Essa influência podia ser vista nos projetos de revitalização urbana e na arquitetura do centro da cidade, moldada pelas aspirações da elite local. No entanto, suas fotografias revelam algo mais profundo: um ciclo constante de destruição e reconstrução que viria a definir a cidade.

“Hildegard dedicou-se intensamente a fotografar o ambiente urbano, seja em trabalhos para a imprensa ou em suas explorações da fotografia moderna. Suas imagens registram avenidas ladeadas por edifícios, bem como o movimento das multidões, criando perspectivas em consonância com outros fotógrafos modernos, como André Kertész e Germaine Krull em Paris, ou Berenice Abbott em Nova York”, diz Lima.

Mulher e um homem conversando e um carro
O charme indiscreto da burguesia paulista: Motorista de Táxi, 1939. Instituto Moreira Salles

O trabalho de Hildegard Rosenthal aborda a estética das metrópoles modernas, ao mesmo tempo em que captura as particularidades de uma cidade marcada pela desigualdade de classe e gênero. Ser mulher deu a ela acesso a espaços e experiências que seus colegas homens raramente documentavam, oferecendo perspectivas únicas sobre a presença feminina na paisagem urbana.

“Há uma relação direta com as pessoas, com o registro da vida urbana e dos indivíduos, mas a maneira como ela constrói essa abordagem, a partir de diferentes pontos de vista, mostra claramente uma influência estética da nova era da fotografia. É uma marca registrada das décadas de 1920 e 1930 na Europa que se mantém presente em seu trabalho”, analisa Sergio Burgi, curador e coordenador de fotografia do Instituto Moreira Salles.

Legado duradouro

A perspectiva europeia que Rosenthal transpôs para a América Latina deixou um legado pioneiro. Ela faleceu em 1990, mas sua influência permanece no fotojornalismo brasileiro, especialmente no desenvolvimento de uma linguagem visual distinta que inspirou gerações.

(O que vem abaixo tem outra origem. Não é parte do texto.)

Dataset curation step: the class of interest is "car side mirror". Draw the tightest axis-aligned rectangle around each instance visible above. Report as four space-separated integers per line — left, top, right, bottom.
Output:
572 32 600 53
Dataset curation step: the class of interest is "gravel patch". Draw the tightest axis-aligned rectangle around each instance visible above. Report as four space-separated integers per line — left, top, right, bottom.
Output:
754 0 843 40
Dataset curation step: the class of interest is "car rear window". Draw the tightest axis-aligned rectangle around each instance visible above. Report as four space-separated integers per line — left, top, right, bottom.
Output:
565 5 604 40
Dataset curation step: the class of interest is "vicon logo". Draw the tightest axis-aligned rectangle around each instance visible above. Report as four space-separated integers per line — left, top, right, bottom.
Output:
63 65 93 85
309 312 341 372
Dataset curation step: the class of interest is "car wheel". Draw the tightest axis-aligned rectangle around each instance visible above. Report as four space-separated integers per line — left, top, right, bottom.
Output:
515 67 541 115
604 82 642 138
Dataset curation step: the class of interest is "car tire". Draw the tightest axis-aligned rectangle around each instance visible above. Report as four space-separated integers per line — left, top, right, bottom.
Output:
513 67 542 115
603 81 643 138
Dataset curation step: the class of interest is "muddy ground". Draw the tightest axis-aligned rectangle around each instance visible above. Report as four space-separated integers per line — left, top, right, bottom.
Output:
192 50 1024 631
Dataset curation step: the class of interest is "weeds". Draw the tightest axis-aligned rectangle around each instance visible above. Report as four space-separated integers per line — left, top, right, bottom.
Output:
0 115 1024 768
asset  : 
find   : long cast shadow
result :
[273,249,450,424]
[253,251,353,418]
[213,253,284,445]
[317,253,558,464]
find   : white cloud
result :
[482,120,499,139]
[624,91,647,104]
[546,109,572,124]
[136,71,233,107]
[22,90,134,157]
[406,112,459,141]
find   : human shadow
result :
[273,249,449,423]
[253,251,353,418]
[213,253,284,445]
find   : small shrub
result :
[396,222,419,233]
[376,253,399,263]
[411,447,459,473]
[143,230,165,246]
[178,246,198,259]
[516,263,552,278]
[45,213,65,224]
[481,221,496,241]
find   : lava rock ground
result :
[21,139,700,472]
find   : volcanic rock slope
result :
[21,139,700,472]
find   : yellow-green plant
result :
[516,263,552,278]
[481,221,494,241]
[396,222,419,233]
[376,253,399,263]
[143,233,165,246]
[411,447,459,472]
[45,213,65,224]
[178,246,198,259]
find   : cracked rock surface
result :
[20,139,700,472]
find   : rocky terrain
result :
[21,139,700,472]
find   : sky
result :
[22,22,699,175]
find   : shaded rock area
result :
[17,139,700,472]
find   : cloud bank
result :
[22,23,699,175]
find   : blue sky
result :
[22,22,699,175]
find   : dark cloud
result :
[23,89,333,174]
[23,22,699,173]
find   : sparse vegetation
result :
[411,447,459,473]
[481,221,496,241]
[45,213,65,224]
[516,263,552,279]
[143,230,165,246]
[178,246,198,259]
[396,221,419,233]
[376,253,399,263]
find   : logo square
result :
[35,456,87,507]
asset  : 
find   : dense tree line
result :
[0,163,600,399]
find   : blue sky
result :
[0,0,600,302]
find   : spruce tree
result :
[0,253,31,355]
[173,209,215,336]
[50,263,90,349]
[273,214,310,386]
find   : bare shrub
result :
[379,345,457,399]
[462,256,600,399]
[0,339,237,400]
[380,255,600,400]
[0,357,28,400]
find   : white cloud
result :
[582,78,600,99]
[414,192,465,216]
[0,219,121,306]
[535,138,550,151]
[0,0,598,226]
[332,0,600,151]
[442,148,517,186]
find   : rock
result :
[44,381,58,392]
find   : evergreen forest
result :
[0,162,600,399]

“Seu trabalho chama a atenção no contexto daquele período justamente por sua elaboração estética, que, embora enraizada nos debates contemporâneos, vai muito além de um exercício formal de linguagem. É algo mais profundo, em diálogo com o tempo em que foi produzido”, afirma Burgi.

Duas meninas japonesas
Meninas comendo sorvete na Liberdade, bairro japonês, 1940. São Paulo é a cidade com a maior população japonesa e descendente de japoneses fora do Japão. Instituto Moreira Salles

“Essa construção de uma visão da cidade revela algo profundo sobre São Paulo. Costuma-se dizer que o Brasil não é para amadores – e São Paulo menos ainda. É um lugar complexo, em constante transformação. Hildegard Rosenthal fez parte do processo de aproximação e interpretação de uma cidade em intensa metamorfose”, acrescenta Burgi.

Para Lima, as fotografias de Rosenthal combinam a linguagem moderna da fotografia com formas de representação e temas negligenciados por seus contemporâneos homens. 

“As noções de modernidade não são universais, como muitas vezes se supõe. As fotografias de Hildegard Rosenthal mostram a diversidade de experiências, espaços e relações que moldaram a sociedade moderna na primeira metade do século 20. Seu legado é parte da contribuição significativa dos imigrantes para a produção fotográfica e a cultura visual latino-americana. Seu trabalho revela um olhar sobre as experiências das mulheres na Modernidade e acrescenta novas camadas à nossa compreensão da fotografia moderna”, conclui Lima.